Turning Water Quality Data into Public Health Intelligence with AI

The continuously growing datasets contain an abundance of water utilities. These datasets include hydraulic simulations, chlorine residual levels, pressure zones, consumption patterns, and more. Digital transformation demands actionable insights from such data.

Having a progressive mindset, CCTech expands its interest in addressing this issue. Teams actively explore how advanced analytics and artificial intelligence (AI) bridge the gap between complex engineering data and real-world impact. Internal innovation initiatives and hackathons inspire engineers to rethink the use of infrastructure data for tangible societal impact.The urban population is growing rapidly, and the need to shift from reactive operations to proactive, intelligence-driven decisions is becoming increasingly urgent. 
Resolving the Gap Between Data and Decisions
According to the World Health Organization, drinking contaminated water leads to about 505,000 deaths worldwide annually. This highlights the urgent need to accelerate risk identification and response mechanisms. (Source: WHO- Drinking Water Fact Sheets, 2023 )

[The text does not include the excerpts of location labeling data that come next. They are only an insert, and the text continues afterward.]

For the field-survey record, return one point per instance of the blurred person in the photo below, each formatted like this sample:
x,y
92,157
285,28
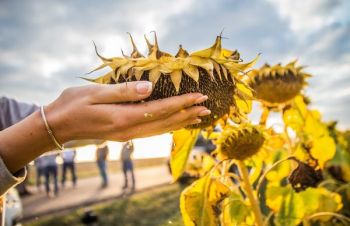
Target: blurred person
x,y
68,157
87,112
50,172
127,164
101,157
40,171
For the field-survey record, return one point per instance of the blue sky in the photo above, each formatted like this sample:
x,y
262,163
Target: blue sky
x,y
45,45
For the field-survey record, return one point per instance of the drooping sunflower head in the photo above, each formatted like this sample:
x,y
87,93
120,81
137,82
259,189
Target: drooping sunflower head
x,y
304,176
277,84
213,72
240,142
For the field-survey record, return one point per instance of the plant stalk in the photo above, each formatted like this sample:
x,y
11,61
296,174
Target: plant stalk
x,y
249,192
264,116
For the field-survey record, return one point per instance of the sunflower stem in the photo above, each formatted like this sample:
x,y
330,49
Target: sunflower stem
x,y
249,192
264,116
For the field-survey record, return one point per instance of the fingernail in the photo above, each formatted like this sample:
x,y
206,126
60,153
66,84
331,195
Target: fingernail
x,y
204,112
196,121
201,99
143,87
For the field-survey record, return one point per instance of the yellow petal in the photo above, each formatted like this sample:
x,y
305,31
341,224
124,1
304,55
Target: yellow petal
x,y
192,71
154,75
224,71
184,141
176,79
105,79
217,69
138,74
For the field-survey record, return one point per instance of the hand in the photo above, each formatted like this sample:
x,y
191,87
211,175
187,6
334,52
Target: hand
x,y
101,112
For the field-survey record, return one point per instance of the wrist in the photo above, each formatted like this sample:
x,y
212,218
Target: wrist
x,y
58,124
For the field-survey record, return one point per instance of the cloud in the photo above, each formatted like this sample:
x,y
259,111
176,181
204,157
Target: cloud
x,y
45,45
305,17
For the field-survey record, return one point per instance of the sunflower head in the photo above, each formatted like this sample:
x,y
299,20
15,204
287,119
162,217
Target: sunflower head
x,y
277,84
304,176
214,72
240,142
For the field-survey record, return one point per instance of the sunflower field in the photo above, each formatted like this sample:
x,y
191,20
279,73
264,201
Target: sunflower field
x,y
257,175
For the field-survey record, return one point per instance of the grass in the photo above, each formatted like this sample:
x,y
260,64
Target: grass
x,y
155,207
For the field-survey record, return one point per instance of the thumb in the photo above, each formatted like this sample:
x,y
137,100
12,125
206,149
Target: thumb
x,y
122,92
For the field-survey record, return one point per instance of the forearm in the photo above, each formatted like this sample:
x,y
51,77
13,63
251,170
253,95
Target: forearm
x,y
24,141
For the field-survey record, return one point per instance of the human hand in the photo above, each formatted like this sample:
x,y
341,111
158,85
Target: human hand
x,y
101,112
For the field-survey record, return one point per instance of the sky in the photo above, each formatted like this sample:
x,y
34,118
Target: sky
x,y
46,45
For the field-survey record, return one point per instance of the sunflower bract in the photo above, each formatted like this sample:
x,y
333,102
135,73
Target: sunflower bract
x,y
240,142
213,72
277,84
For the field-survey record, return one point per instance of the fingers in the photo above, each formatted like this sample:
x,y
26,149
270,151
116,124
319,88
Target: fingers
x,y
175,121
119,93
161,109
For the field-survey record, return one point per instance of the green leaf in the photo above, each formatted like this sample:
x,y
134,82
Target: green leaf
x,y
199,202
323,149
184,141
286,204
291,208
236,211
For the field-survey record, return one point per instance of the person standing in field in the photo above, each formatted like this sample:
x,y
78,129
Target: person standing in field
x,y
101,157
40,171
127,164
68,157
50,171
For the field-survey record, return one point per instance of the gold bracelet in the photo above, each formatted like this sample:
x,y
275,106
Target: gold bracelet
x,y
49,131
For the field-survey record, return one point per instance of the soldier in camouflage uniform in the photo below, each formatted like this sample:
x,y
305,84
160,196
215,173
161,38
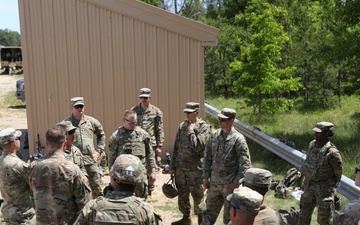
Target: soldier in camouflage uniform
x,y
58,187
72,153
150,118
87,128
186,164
132,139
18,208
119,205
322,170
244,205
259,180
226,159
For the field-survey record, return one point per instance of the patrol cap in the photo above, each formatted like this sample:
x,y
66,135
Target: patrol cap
x,y
323,126
191,106
144,92
245,198
8,135
67,125
257,177
77,101
127,169
227,113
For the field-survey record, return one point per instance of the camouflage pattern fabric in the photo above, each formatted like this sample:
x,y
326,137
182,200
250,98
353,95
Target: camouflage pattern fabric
x,y
225,162
58,188
86,129
349,215
74,155
117,207
18,208
267,216
186,160
322,170
151,120
135,142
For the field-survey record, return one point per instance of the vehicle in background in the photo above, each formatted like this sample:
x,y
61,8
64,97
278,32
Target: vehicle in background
x,y
10,60
20,89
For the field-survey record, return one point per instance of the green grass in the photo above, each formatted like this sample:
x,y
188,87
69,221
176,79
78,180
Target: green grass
x,y
297,127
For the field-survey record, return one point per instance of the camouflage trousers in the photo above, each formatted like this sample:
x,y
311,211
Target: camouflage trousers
x,y
216,199
94,180
320,195
189,181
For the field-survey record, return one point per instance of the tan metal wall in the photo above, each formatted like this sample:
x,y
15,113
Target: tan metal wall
x,y
106,51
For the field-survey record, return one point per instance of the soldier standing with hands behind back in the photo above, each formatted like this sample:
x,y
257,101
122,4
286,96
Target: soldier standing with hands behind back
x,y
226,159
186,164
87,128
322,170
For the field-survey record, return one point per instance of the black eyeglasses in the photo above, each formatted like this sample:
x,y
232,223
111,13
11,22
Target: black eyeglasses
x,y
130,121
221,120
357,170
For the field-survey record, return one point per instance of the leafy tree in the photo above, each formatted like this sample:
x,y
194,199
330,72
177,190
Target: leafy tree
x,y
9,38
261,78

Moreover, the United Nations reports that 1.718 billion people consume contaminated water. This indicates the existing risks in distribution systems. (Source: WHO- Water Global Issues, 2025 )

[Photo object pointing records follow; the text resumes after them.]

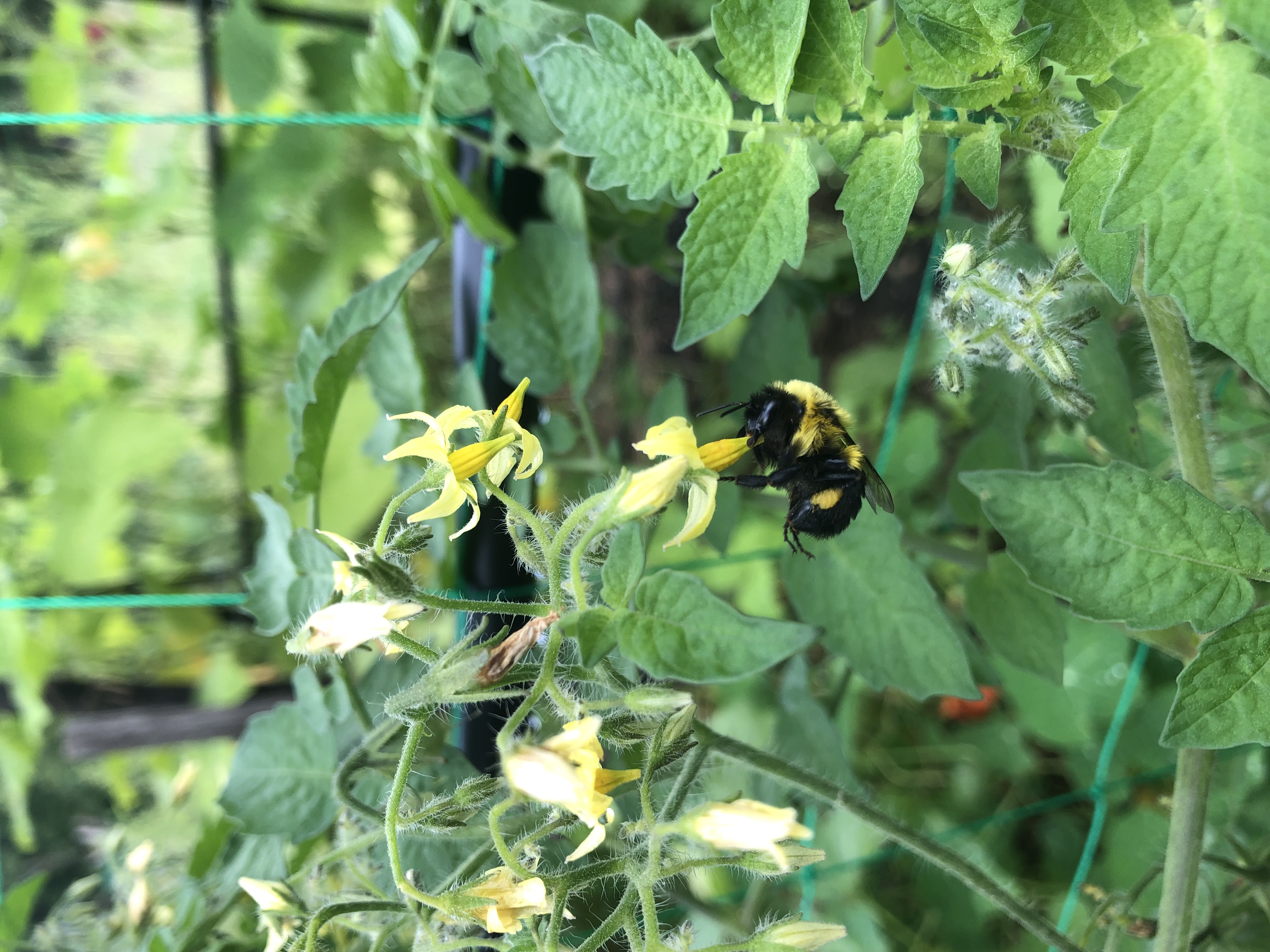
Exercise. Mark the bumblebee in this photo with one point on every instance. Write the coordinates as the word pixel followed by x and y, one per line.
pixel 802 433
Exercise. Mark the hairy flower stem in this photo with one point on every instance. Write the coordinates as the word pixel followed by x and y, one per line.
pixel 1194 767
pixel 392 812
pixel 549 662
pixel 329 912
pixel 906 837
pixel 426 482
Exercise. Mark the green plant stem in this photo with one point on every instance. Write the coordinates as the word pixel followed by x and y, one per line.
pixel 329 912
pixel 611 925
pixel 426 482
pixel 496 833
pixel 1194 767
pixel 908 838
pixel 355 700
pixel 549 660
pixel 356 760
pixel 393 810
pixel 412 648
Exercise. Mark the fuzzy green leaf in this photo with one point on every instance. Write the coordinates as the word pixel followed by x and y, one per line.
pixel 978 163
pixel 326 364
pixel 831 59
pixel 281 777
pixel 750 218
pixel 1091 176
pixel 624 565
pixel 1223 696
pixel 272 572
pixel 649 118
pixel 1253 20
pixel 1123 545
pixel 973 96
pixel 1021 624
pixel 546 298
pixel 1089 35
pixel 878 200
pixel 1199 190
pixel 878 611
pixel 683 630
pixel 518 99
pixel 760 41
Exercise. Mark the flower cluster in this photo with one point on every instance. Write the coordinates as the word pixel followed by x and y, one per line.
pixel 1000 316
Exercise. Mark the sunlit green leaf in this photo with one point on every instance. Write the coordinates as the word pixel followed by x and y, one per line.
pixel 1208 244
pixel 878 200
pixel 546 298
pixel 878 610
pixel 1123 545
pixel 326 364
pixel 750 218
pixel 760 41
pixel 1223 696
pixel 648 117
pixel 681 630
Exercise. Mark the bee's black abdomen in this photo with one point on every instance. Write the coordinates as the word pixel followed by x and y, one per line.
pixel 825 513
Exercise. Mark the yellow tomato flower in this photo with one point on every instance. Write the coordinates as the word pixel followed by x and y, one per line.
pixel 512 900
pixel 346 625
pixel 496 456
pixel 347 583
pixel 566 771
pixel 803 935
pixel 676 440
pixel 748 824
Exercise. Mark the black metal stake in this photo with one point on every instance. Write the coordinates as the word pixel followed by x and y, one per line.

Current water network models can be used to simulate flow, pressure, and the spread of contaminants with great precision. However, their outputs are technical. A chlorine map may show a decrease, but it doesn't say who is at risk, where to intervene first, or how significant the effect is.
The Solution: AI-Driven Decision Intelligence
During an internal hackathon organized at CCTech, Ritul Kumari presented an AI-powered framework. It turns simulation outputs into decision-based insights. The solution uses water-quality data with population density, vulnerability factors, and critical infrastructure. It combines InfoWorks WS Pro with a Python-based analytics engine using Pandas, NumPy, and Matplotlib. This system works well with SCADA systems and digital twins. It helps monitor and predict issues in time.

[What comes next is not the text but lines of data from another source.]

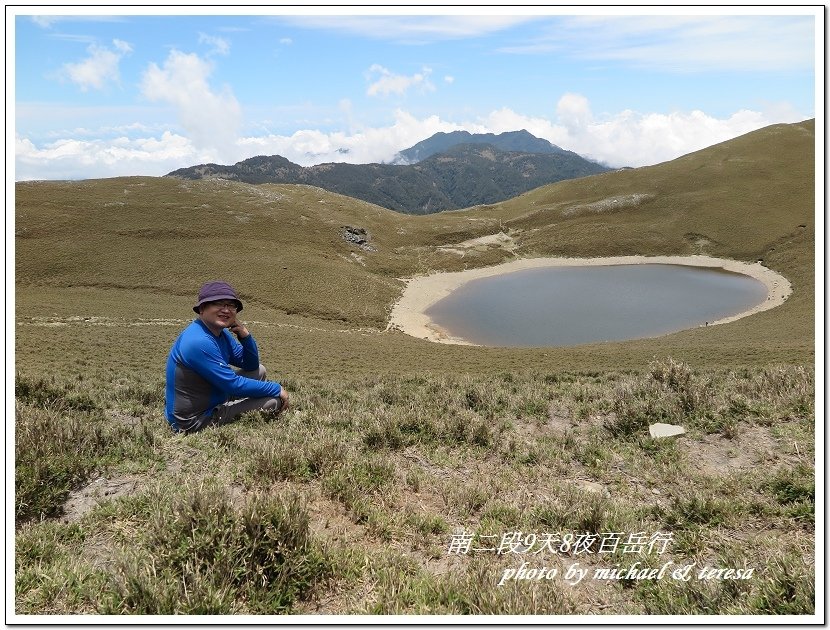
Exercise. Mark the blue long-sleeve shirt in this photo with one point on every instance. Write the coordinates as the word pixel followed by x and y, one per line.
pixel 199 374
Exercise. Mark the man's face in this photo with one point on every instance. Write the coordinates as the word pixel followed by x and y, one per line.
pixel 219 314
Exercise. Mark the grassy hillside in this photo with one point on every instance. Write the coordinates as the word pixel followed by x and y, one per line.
pixel 158 239
pixel 396 447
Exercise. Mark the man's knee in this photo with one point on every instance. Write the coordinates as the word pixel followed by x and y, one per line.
pixel 257 374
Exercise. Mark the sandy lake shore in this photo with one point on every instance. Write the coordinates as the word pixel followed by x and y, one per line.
pixel 421 292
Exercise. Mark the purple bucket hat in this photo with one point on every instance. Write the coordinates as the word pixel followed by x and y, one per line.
pixel 216 290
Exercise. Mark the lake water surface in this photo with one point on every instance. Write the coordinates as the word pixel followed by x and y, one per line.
pixel 564 306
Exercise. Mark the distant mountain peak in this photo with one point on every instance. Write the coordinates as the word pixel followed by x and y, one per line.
pixel 520 141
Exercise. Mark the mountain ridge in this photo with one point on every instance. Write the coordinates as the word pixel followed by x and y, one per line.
pixel 459 176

The core of the system is an AI risk analysis tool. It looks at things, like:
  • How serious is contamination?
  • How long were people exposed?
  • How vulnerable are they?
  • How many people are affected?
The system does not just use set limits. It gives risk scores that you can understand. The scores come with an explanation that helps build trust and accountability. This approach helps find top-priority nodes based on contamination rates and population impact. As an illustration, the risky nodes are labeled by sound arguments, such as high population × long exposure × high vulnerability.
public-health-risk-layer
One of the impactful outputs is the public health risk heatmap and decision summary. It shows the coded prioritization, allowing decision-makers to determine resource utilization and act on risk indicators.
Real-World Impact Scenarios
The usefulness of such a method is evident in real-world applications. In a dense urban area, declining chlorine levels can be detected early and analyzed in relation to population exposure. High-risk zones are flagged immediately, allowing utilities to prevent the emergence of health problems.
In a different scenario, the presence of contamination around a hospital is prioritized because it serves vulnerable populations. Faster intervention helps in analyzing moderate-level contamination. Similarly, AI also assists in the extended detection of exposed zones during the low-monitoring period. Timely responses, such as issuing advisories or flushing pipelines, are initiated.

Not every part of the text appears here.